As per my understanding, pointers on a 64 bit linux system are 8 bytes in size, and alignment requirement for these should be 8 byte aligned. If that's the case then why does new operator returns 16 byte (could be 32, but what matter is that this number is higher than 8) aligned pointer? Simple calls such as
struct alignas(8) SimpleChar
{
char c;
}
SimpleChar * c = new SimpleChar;
SimpleChar * c1 = new SimpleChar;
will allocate 32 bytes given each pointer is 16 bytes aligned. If instead I use placement new
SimpleChar * c = new (slab) SimpleChar;
SimpleChar * c1 = new (slab + 8) SimpleChar;
This will result into using 16 bytes for the two pointer types.

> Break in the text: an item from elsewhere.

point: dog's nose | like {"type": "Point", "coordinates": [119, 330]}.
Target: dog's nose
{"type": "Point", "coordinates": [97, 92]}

My questions are as follows -
- Is 16 byte alignment of pointer return by operator new really necessary?
- Are there any side effects of using placement new and align every struct and pointer by 8 bytes? (One side effect I could think of is that this approach may use more memory as a struct might need only 4 byte alignment)
- I know we can define structs with higher alignment than 8 but if I am not doing so explicitly anywhere then is it safe to assume that any struct or pointer I use would have a maximum alignment of 8 bytes on a 64 bit linux system
Cheers, RG
EDIT: Instead of using char directly, I specified a struct to control the alignment.